If we could go back in time and have the rust project decide to never implement async, I wonder what rust would look like today. There's a good chance the language & compiler would be much nicer as a result.



> If we could go back in time and have the rust project decide to never implement async, I wonder what rust would look like today.

If withoutboats is right [1], then Rust would never have received the industry backing to be as successful as it is now.

[1]: https://without.boats/blog/why-async-rust/ especially the section "Organizational considerations"


"Pleasing to corporate sponsors" isn't what comes to mind when I think about great programming languages.


But it probably is a prerequisite for any project achieving its mission on a large scale. I'd rather have a programming language that makes a big positive impact in the security, reliability, and efficiency of software that lots of people use, than one that's aesthetically pleasing but not widely used.


It's not an either or.

We have hundreds of languages made to please the corporate overlords.
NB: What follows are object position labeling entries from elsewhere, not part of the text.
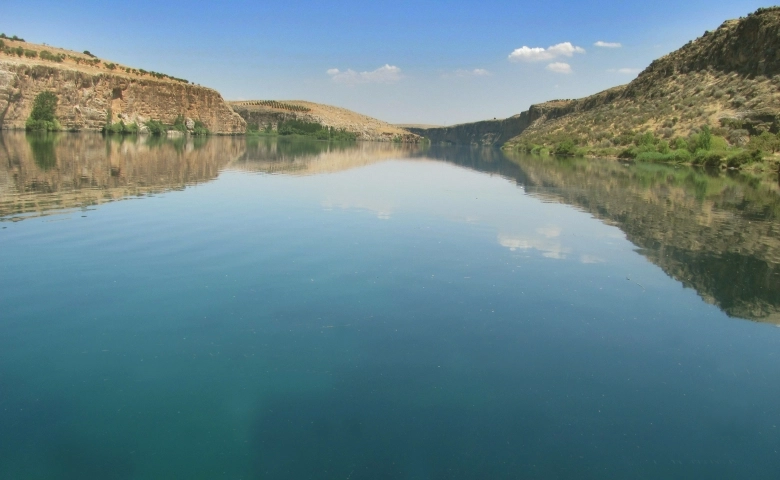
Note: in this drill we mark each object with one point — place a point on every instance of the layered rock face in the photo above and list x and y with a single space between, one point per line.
89 99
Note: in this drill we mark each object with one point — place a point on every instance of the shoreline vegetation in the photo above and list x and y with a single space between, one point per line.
301 128
704 146
712 103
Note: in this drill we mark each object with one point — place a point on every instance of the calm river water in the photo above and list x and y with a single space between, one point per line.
231 308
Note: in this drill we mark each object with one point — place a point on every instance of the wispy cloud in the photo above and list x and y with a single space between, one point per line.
625 71
536 54
559 67
386 74
477 72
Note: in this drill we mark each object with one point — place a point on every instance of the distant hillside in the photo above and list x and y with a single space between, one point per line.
92 92
720 91
269 113
487 132
724 85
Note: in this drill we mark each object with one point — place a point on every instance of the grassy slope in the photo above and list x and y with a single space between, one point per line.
728 80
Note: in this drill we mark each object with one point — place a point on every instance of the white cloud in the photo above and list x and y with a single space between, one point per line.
536 54
477 72
548 247
591 259
625 71
559 67
386 74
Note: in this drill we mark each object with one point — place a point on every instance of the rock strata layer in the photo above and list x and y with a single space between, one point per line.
87 100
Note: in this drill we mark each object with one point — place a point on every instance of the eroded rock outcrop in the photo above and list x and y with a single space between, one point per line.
88 98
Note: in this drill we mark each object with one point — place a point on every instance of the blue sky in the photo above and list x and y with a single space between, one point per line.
402 61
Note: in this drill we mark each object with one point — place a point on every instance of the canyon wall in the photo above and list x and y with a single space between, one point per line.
87 98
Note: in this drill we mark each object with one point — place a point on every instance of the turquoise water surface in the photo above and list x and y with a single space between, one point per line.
262 309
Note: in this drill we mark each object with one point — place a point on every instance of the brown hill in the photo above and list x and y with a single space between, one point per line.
728 80
271 112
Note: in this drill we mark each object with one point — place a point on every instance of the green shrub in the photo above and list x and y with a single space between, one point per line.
121 128
679 144
179 125
566 148
709 158
47 55
200 128
718 143
42 117
705 139
743 157
674 156
156 127
766 142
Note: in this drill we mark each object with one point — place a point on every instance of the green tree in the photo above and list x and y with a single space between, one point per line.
766 142
42 115
705 138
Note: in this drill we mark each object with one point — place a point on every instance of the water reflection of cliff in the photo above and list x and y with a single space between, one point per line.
716 233
306 157
40 174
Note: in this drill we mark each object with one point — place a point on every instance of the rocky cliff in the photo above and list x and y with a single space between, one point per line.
91 94
727 78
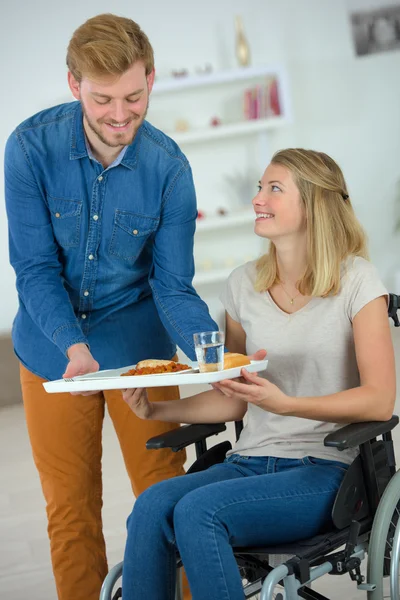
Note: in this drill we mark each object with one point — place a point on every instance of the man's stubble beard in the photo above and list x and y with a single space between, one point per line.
96 130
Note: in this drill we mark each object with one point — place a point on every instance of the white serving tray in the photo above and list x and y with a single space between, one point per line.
112 380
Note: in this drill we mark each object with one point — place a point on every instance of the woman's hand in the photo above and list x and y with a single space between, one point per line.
138 401
256 390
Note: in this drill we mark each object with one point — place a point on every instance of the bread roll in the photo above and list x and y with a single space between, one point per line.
152 362
234 359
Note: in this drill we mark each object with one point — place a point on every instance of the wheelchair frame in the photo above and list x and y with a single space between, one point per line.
365 515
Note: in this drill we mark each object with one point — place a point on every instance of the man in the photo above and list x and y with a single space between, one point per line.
102 209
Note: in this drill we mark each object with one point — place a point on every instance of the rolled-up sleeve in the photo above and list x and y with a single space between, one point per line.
181 310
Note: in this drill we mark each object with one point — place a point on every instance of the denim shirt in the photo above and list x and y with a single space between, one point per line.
102 256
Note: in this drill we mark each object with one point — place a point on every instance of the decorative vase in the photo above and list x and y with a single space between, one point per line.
242 47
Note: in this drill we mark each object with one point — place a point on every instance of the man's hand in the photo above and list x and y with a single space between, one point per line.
138 401
80 362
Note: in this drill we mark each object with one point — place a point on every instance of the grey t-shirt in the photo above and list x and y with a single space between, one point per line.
310 353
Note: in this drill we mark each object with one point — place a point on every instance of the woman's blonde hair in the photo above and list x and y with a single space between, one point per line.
333 230
108 45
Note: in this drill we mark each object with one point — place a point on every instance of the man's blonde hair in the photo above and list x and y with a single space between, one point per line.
333 230
108 45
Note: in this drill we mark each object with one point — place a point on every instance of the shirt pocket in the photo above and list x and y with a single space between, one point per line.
130 234
66 220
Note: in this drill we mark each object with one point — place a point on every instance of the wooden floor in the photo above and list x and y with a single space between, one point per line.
25 571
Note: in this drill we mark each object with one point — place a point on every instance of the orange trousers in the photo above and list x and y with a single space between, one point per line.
65 435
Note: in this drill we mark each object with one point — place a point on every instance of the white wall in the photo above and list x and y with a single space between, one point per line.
347 106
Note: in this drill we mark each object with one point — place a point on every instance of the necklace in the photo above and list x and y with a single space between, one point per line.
291 300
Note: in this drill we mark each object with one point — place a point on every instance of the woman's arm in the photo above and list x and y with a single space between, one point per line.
235 336
373 400
207 407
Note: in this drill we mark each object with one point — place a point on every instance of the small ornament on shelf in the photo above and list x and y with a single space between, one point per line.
204 70
181 73
215 122
262 101
242 47
181 125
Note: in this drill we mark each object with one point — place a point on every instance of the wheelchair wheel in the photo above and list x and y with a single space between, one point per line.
384 545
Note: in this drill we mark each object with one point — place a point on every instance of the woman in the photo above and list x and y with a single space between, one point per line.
319 307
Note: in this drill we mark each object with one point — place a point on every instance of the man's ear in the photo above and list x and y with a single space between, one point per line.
74 86
150 80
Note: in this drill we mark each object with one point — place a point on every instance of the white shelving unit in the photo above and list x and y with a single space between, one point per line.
229 238
234 219
228 131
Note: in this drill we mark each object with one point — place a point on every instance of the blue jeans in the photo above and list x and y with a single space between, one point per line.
245 501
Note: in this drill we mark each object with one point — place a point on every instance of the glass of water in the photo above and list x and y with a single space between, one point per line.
209 347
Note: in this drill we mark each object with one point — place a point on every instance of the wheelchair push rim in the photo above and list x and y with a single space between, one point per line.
384 545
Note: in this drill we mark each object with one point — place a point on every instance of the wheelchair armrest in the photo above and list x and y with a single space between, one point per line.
355 434
184 436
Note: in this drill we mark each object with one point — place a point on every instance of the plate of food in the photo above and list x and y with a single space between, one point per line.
155 373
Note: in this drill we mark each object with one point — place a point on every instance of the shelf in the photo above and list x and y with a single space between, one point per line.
233 219
176 84
226 131
212 276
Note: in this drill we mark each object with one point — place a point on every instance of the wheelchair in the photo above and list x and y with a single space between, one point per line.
365 518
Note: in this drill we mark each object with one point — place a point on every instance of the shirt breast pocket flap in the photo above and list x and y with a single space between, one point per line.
130 233
66 220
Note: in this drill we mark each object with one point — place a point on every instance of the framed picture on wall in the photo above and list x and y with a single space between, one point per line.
376 30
Can't we just have one language that's actually nice to use?


C and C++ were never sponsored by large companies, and they did just fine. Zig is the same, today. (It has some small sponsors, but nothing like the corporate support of rust.)
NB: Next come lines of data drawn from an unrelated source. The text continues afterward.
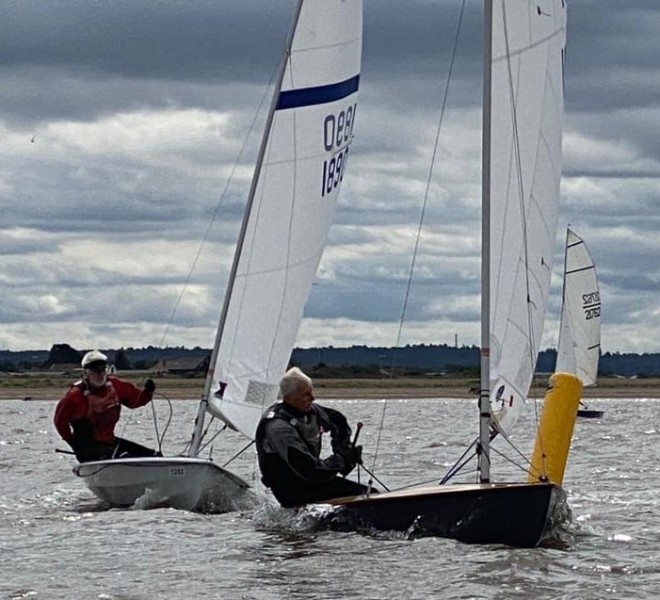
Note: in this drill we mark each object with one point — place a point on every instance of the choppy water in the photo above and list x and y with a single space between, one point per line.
56 541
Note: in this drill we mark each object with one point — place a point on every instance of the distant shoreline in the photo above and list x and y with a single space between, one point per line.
21 387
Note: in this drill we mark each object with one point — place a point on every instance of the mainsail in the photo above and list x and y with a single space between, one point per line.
526 92
578 349
295 194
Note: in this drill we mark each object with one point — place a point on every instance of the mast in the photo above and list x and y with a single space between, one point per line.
483 453
199 420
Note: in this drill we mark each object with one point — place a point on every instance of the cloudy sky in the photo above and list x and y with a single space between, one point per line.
122 122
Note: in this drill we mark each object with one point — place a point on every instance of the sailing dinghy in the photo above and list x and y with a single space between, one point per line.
301 163
578 347
522 123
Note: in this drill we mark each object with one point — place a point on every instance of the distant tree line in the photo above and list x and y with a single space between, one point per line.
421 358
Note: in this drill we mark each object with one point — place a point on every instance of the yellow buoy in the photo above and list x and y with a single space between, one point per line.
553 438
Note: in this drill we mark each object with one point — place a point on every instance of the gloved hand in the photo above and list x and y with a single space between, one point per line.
351 455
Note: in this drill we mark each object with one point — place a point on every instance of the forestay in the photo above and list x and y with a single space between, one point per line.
578 349
294 203
525 167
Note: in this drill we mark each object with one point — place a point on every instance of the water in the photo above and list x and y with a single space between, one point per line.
58 542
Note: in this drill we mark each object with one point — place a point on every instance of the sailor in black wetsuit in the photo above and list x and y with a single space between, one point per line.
289 446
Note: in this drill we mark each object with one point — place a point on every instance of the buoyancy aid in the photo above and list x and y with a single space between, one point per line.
102 412
307 428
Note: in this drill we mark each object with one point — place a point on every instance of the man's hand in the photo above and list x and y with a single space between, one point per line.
351 455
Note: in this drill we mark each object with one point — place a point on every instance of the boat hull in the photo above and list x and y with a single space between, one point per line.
514 514
177 482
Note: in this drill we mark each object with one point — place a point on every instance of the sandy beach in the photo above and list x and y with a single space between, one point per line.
52 387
>C and C++ were never sponsored by large companies,

I don't know what you had in mind for "sponsored" but others would disagree and say both C and C++ were "sponsored by AT&T Bell Labs" because the people who created them (Dennis Ritchie, Bjarne Stroustrup) were employees of AT&T. Analogous to Rob Pike, et al. of Go Language being employed/sponsored at Google.


I think Rust's `async` has been a great success for commercial "sponsors" of Rust, because it increased the complexity of the language so much that it's hardly possible anymore to contribute to it without being full-time employed to do so.

The decision for `async` handed a lot of power to Amazon et al.